May 7, 2017
Should free speech cover criticizing the government? That is kind of the whole point, right?
An Oregon man is suing Portland for violating his first amendment right to free speech after he was fined $500 for calculating how long yellow lights stay yellow and then speaking publicly about it.
Free speech? No. The city considers making and disseminating calculations about public works “engineering without a license.”
The lawsuit states:
This is a civil-rights lawsuit to vindicate the right of Plaintiff Mats Järlström to talk and write freely without fear of government punishment. Järlström wants to write and speak publicly about a matter of local, state, and nationwide concern: the safety and fairness of traffic lights and traffic-light cameras. Specifically, Järlström wishes to communicate about the mathematics behind traffic-light timing. If he does so in Oregon, however, he will be exposed to government investigation and punishment for engaging in the unlicensed “practice of engineering.” In fact, between February 2015 and January 2017, Järlström was investigated and fined for “critiquing” the standard formula for calculating traffic-light timing and for sharing his ideas with “members of the public.” Under Oregon’s Professional Engineer Registration Act (Act), Or. Rev. Stat. §§ 672.002 et seq., only state-licensed professional engineers are entitled to speak publicly on these sorts of topics. For everyone else—in the words of the Oregon State Board of Examiners for Engineering and Land Surveying (Board)—sharing “reports, commentary, and testimony” on technical subjects is “clearly not protected speech.”
…But speech like Järlström’s is exactly what the First Amendment’s Speech and Petition Clauses exist to protect.
Obviously, the city is just trying to silence and intimidate him so they can keep making money off of red light cameras. His point was that the yellow lights were too short to properly allow motorists to stop.
By the government’s definition of free speech, you basically are not allowed to criticize or even petition the government at all.
What if this same standard was applied elsewhere in government?
We could easily get to a point where any speech about government actions is not protected unless you are an expert in the field–the government, of course, deciding who qualifies as an expert.
Should accountants be the only ones allowed to publicly advocate a tax policy?
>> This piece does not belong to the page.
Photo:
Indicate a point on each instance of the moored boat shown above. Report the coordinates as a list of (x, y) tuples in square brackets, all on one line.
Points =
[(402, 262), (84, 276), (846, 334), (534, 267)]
Perhaps only licensed law enforcement could criticize the police. And surely if you are not a legislator, the intricacies of bills and laws are off limits to discuss.
What an open and public dialogue that would promote!
And as for the issue of traffic light cameras issuing tickets, that in itself should never have been permitted. The government takes a picture of a car and accuses the owner of a crime, regardless of who was driving the vehicle. And then, you must either pay the fine or prove yourself innocent! So much for due process. So much for the government having to prove you committed a crime. Innocent until proven guilty? What an inconvenience for a government!
There are various reports online of how to beat a red light camera traffic ticket. Even so, it will take multiple visits to the court, which waste time and money, and even then you might be forced to fork over the cash!
That is why most people just pay the fine, and forget about it. The system is rigged against the recipients of tickets. Everyone knows the time wasted in fighting a traffic ticket will overshadow any money saved if it is dismissed.
Still, if you have the time, and are bothered by the principle of it, it may be worth fighting the ticket to at least make the court work for its theft.
Interestingly, one of the tutorials online about how to fight traffic cameras suggests visiting the site of the infraction:
Time the traffic light as it transitions from yellow-to-red. If the timing is minimal, you might be able to stage an argument in court that there is not enough time to safely bring your vehicle to a stop at the particular intersection.
Would Oregon even allow this evidence in court? Perhaps they would instead slap and extra fine on top of the red light ticket for public engineering. After all, only state licensed engineers are allowed to testify publicly on technical issues.